No housing and little support for California foster youth aging out of care

Editorial: Foster care's future
San Francisco Chronicle, Nov. 2, 2006, pg B8.

CALIFORNIA HAS come a long way this year in reforming foster care for more than 75,000 youths. But where do these young adults go when aid drops away at 18 years of age?

There is no housing and little support when these juveniles "emancipate'' to legal adulthood. It's a problem that produces homelessness, desperation and crime. Former foster-care youths are prone to jail and life on the streets at a far greater rate than others the same age.

A solution is contained in Proposition 1C, a $2.85 billion housing bond on the ballot next week.
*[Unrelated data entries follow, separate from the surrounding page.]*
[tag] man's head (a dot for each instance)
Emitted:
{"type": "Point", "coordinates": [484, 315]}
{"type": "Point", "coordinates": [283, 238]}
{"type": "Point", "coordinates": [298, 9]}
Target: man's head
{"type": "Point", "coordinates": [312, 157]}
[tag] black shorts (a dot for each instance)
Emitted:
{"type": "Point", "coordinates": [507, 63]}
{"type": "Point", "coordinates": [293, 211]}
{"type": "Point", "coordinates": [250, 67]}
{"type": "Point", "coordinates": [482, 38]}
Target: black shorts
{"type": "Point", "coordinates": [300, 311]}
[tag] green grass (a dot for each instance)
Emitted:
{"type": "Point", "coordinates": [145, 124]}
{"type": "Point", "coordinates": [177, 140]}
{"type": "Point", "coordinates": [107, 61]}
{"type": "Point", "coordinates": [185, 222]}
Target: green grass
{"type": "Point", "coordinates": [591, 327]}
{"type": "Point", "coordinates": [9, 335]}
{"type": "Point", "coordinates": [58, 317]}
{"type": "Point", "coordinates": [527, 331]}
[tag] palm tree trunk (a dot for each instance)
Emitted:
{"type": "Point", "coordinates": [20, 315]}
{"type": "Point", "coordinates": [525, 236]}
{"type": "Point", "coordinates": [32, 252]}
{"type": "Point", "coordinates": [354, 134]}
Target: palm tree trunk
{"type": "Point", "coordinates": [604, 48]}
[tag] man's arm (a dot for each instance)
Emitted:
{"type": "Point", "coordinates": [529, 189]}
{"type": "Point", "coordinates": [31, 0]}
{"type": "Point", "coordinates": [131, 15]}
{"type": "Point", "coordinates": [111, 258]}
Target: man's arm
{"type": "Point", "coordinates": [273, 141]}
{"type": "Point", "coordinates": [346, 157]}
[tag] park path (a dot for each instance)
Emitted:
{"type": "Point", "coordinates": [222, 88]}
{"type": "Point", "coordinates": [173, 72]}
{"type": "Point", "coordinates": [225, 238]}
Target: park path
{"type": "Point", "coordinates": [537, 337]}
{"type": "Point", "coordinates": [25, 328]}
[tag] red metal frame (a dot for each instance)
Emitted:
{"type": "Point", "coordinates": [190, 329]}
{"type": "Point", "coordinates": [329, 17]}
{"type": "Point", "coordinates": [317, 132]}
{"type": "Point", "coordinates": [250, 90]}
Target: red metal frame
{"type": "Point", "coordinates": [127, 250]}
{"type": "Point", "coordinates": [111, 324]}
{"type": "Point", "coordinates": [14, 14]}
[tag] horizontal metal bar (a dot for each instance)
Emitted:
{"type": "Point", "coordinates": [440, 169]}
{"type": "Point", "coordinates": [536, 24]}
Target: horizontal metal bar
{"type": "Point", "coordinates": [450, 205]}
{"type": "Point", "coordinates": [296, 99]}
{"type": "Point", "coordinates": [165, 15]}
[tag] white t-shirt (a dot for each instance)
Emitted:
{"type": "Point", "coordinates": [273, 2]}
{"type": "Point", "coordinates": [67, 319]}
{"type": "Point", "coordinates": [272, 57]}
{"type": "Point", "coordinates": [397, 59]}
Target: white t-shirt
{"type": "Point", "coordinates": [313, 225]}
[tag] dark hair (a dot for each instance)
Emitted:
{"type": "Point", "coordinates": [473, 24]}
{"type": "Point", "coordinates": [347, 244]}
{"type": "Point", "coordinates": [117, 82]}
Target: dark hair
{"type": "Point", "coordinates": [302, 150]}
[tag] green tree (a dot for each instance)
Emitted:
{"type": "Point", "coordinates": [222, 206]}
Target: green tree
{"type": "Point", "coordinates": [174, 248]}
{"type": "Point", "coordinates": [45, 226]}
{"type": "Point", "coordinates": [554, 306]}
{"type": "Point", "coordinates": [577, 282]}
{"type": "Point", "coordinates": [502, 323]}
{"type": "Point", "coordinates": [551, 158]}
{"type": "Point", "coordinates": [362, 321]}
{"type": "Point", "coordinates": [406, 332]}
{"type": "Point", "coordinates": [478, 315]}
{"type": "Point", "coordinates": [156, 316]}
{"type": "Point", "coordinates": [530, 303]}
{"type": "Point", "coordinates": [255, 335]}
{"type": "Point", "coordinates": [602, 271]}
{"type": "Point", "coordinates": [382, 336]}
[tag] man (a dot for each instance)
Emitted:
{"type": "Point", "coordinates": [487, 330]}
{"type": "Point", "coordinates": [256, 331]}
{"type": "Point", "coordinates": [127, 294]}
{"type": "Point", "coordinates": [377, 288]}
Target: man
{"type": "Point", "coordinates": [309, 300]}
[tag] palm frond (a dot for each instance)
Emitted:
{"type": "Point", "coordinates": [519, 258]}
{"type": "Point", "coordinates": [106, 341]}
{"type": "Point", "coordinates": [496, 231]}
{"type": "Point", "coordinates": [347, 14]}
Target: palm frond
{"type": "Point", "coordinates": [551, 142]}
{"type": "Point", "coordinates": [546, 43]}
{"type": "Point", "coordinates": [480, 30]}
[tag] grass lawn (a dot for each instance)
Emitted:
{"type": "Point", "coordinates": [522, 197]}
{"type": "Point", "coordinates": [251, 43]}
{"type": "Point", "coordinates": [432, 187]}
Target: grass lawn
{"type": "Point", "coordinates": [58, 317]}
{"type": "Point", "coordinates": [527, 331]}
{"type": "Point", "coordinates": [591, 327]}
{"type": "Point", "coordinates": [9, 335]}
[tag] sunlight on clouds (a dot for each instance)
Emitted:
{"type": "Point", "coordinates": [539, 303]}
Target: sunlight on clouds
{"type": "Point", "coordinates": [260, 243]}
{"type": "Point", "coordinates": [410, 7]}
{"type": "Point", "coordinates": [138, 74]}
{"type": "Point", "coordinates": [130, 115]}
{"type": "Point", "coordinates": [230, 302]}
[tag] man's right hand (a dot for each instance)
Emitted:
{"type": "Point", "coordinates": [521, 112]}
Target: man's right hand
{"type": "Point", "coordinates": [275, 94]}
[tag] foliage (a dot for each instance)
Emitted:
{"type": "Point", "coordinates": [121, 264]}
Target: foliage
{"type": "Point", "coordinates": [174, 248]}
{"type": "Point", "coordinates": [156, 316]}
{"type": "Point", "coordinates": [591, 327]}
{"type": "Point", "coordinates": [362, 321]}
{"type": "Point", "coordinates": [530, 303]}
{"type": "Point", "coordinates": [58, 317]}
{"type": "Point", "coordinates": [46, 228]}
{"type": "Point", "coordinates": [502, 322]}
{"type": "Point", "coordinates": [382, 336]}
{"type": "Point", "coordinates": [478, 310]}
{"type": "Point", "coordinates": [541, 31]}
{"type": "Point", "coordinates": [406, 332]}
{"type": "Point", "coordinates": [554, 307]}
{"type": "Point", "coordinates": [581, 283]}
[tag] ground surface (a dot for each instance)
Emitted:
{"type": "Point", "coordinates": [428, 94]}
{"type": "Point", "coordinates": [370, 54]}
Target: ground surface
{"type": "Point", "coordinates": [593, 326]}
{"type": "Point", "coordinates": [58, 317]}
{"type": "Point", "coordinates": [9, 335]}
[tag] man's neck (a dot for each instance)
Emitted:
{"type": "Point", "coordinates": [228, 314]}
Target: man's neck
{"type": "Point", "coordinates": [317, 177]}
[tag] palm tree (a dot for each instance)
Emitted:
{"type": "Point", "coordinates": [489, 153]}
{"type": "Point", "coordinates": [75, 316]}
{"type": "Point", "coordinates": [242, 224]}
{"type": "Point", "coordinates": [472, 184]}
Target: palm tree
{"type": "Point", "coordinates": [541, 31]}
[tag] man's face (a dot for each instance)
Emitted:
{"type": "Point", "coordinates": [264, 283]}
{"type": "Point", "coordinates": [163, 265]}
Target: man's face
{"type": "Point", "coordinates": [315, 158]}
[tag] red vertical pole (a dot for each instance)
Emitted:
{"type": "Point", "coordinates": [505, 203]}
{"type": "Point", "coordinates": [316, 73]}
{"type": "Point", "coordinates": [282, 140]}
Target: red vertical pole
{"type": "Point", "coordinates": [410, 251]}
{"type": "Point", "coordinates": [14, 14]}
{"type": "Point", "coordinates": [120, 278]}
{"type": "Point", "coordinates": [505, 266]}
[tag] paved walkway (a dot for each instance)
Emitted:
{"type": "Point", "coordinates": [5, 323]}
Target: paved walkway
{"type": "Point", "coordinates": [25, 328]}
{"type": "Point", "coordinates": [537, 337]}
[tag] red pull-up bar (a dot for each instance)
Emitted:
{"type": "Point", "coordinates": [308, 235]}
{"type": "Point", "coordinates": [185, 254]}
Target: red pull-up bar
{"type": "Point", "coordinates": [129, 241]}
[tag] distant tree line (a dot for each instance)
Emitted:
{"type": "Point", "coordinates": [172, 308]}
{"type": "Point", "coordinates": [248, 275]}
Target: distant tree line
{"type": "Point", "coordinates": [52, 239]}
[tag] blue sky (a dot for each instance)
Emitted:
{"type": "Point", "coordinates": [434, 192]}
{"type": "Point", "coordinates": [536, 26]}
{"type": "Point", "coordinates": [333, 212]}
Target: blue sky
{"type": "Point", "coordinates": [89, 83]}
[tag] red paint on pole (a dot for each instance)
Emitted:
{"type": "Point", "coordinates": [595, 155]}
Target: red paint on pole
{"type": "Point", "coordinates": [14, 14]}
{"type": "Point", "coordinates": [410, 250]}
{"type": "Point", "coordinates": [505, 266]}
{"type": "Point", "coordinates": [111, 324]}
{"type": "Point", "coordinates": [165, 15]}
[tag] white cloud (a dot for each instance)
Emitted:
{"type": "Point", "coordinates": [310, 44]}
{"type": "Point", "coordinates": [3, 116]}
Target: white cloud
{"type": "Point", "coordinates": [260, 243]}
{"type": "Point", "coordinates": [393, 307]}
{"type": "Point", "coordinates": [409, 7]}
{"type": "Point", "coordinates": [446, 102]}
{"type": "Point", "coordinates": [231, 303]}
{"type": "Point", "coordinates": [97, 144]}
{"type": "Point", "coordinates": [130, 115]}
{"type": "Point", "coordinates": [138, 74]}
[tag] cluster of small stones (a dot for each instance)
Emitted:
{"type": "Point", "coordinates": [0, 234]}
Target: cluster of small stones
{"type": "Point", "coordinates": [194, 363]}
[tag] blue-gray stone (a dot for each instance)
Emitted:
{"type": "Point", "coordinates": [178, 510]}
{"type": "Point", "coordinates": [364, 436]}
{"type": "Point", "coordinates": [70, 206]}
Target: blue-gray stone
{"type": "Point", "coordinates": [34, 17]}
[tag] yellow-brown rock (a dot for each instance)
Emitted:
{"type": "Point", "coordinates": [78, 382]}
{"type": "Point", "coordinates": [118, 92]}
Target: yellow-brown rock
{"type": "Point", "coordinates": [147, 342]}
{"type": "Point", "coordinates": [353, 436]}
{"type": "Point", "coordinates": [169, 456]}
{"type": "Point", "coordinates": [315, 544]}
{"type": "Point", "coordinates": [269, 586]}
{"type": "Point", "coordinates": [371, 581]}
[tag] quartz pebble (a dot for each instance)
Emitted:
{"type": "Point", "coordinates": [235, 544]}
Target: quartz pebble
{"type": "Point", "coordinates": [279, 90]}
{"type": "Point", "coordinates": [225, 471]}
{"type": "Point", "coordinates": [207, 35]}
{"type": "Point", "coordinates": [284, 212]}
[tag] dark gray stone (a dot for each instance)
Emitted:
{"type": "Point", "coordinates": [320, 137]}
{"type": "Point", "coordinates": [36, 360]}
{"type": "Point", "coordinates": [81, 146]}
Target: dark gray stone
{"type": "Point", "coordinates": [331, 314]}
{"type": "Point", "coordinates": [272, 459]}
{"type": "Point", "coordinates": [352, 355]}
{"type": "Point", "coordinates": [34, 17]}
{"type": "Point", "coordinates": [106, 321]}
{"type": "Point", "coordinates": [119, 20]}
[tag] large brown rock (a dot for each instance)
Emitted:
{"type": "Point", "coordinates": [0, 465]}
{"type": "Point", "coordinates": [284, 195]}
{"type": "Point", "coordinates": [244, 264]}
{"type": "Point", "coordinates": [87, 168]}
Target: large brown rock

Within this package is $50 million in subsidies to developers who will include housing tabbed for former foster-care youths.

These units most likely will be slipped into larger projects aimed at, say, seniors, middle- or low-income families and the disabled -- all groups hit hard by high housing costs.

The idea is to integrate former foster youths into a broader world. These larger housing complexes would also be expected to offer job and educational counseling to help emancipated youths move ahead in life.

With foster care, there's a context to this story.

A bipartisan push succeeded in producing eight foster-care reforms signed into law this year. Gov. Arnold Schwarzenegger approved the package sent to him by the Legislature. Local lawmakers, including Assemblyman Mark Leno and former state Sen. John Burton, pushed for the changes and money to help make things work. GOP legislators also played a serious role in rewriting state laws that require county and state bureaucracies to talk to each other, a major problem in the past.

The $50 million in foster-care housing could produce 495 units, and plans call for distributing the money across the state. While the money won't entirely solve the problem of post-foster-care housing, it will make a difference in hundreds of lives.